Пока они обедали в тени деревьев за маленьким столиком, ирландец вкратце познакомил приятеля со своими приключениями.
— Материалы для газет отправлены, теперь, может, приметесь за книгу? — спросил доктор.
— Возможно, это и выльется в книгу, но пока вырывается из меня мощными фрагментами, помимо воли.
— Значит, вы сами не желали бы…
— Все это слишком… огромно. Спутник показал мне столь блистающие чудеса. Рассказать я еще могу, а вот изложить на бумаге… — Он лишь пожал плечами.
Эти слова доктор Шталь уже не пропустил без комментария. Однако его реакция была непредсказуемой. Он не стал задавать вопросов, а лишь заметил:
— Друг мой, хочу сказать вам кое-что или, вернее, показать, — с этими словами он знакомым жестом положил руку на плечо Теренсу, очень пристально на него посмотрел и закончил совсем тихо: — Это может вас расстроить, даже поразить. Но если вы готовы, пойдемте…
— Поразить чем? — спросил О’Мэлли, несколько смущенный серьезностью предупреждения.
— Встречей со смертью, — был тихий ответ.
При этих словах ирландца лишь охватило радостное предчувствие и любопытство.
— Но ведь ее не существует! — Он едва не смеялся. — Это он мне в первую очередь внушил. Смерти не существует.
— Однако все мы уходим, — отозвался доктор, — земля к земле, прах к праху…
— Лишь наше тело!
— Да, верно, наше тело, — мрачно ответил собеседник.
— Есть лишь возвращение домой, освобождение. Больше ничего, поверьте. Стоит понять по-настоящему — и останутся лишь радость и величие.

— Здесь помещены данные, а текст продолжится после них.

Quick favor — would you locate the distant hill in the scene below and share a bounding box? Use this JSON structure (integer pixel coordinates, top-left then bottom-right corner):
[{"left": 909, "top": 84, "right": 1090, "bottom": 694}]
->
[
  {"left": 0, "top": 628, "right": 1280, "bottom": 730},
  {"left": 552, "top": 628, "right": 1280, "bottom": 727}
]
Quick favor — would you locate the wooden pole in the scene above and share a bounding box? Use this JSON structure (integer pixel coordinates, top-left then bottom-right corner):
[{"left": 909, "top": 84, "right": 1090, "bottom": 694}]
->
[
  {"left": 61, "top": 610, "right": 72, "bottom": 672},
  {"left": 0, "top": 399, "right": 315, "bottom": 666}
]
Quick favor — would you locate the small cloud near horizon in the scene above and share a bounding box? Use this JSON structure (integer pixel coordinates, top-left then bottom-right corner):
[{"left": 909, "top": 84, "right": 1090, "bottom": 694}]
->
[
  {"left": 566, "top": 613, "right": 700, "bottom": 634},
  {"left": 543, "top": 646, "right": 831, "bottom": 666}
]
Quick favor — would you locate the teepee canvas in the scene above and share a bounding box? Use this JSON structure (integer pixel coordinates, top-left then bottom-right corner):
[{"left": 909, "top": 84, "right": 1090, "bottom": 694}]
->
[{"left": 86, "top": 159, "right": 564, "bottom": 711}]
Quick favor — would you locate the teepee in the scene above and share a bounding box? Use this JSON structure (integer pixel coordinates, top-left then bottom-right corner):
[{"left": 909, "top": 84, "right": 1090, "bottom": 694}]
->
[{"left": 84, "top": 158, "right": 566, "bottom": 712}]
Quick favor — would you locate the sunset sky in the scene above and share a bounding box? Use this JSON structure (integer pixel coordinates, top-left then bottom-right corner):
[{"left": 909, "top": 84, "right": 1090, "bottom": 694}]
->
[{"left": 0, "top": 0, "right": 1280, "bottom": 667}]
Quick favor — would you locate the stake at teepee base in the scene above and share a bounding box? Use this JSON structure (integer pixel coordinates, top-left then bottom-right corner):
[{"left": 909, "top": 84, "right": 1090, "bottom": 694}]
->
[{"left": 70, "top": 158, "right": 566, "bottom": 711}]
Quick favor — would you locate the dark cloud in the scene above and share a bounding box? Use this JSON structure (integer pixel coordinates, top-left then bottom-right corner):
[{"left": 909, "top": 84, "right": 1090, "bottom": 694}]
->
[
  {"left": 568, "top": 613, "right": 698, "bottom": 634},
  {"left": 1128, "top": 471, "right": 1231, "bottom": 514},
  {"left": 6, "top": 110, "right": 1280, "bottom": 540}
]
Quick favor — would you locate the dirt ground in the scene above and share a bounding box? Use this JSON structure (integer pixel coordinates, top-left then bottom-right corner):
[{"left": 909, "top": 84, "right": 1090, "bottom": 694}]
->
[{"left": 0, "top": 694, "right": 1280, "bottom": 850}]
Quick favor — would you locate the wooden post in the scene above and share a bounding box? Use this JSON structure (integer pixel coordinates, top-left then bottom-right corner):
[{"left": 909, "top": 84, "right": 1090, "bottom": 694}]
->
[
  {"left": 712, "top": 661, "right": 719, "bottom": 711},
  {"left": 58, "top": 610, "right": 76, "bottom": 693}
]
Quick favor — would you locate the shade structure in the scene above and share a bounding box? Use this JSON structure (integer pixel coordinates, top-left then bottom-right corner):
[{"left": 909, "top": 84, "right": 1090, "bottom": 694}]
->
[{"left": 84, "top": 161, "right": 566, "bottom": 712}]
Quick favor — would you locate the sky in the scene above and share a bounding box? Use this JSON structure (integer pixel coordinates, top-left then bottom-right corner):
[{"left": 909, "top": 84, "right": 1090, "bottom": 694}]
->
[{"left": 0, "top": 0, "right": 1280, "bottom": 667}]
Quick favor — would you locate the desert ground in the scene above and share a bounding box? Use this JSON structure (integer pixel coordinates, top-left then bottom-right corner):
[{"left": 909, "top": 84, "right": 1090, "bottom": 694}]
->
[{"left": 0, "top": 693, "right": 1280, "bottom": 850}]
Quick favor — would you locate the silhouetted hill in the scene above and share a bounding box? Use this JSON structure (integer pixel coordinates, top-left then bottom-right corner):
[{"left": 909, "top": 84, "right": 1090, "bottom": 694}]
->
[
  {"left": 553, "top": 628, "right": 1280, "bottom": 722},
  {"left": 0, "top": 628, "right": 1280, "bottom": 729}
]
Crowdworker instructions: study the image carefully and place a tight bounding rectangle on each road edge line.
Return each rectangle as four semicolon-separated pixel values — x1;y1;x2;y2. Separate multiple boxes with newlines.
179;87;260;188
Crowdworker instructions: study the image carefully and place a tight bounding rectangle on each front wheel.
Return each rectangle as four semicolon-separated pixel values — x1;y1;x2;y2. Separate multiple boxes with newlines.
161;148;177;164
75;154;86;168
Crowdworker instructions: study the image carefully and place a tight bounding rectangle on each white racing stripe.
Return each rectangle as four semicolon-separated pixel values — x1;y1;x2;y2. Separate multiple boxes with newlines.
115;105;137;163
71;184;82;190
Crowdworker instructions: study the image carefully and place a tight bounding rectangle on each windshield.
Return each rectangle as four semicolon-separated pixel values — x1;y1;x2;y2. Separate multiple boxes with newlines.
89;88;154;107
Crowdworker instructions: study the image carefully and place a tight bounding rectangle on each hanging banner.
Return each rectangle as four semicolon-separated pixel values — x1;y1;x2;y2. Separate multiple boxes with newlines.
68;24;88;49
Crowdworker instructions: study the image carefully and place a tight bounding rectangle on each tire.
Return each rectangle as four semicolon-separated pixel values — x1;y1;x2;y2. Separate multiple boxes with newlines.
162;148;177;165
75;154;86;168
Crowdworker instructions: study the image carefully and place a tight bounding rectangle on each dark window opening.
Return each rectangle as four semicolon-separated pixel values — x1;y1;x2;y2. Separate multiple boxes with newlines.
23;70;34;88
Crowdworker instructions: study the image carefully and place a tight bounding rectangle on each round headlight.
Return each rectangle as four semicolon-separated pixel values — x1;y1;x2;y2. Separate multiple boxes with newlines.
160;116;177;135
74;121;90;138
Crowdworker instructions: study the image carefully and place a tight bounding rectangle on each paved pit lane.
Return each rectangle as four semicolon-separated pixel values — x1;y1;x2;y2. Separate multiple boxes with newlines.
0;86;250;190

Доктор Шталь на это ничего не ответил. Расплатившись по счету, он повел ирландца дальше по улице. Они шли по тенистой стороне и молча вслушивались в звуки города. В казармах пели солдаты, по железной дороге на Тифлис и Баку двигался поезд. Миновав купол мечети с минаретами, приятели наконец вышли на пыльную раскаленную дорогу вдоль моря. Оттуда уже слышен был звук прибоя, на темно-серую гальку пляжа накатывали невысокие волны, оставляя полоски пены.
Достигнув укромного уголка, поросшего выгоревшей на солнце травой и засаженного тоненькими деревцами, они остановились, и Шталь указал на могильный холмик, по обоим концам отмеченный простыми валунами. Там значилась дата, но имени не было. О’Мэлли мысленно соотнес эту дату русского календаря с более привычной для себя. Шталь подсказал:
— Пятнадцатого июня.
— Да, пятнадцатого июня, — с расстановкой проговорил О’Мэлли, в то время как во взволнованном сердце его вздымалось удивление. — Именно в тот день Рустем пытался убежать, в тот день я увидел своего друга, который показался из-за деревьев, и мы отправились вместе… в сад.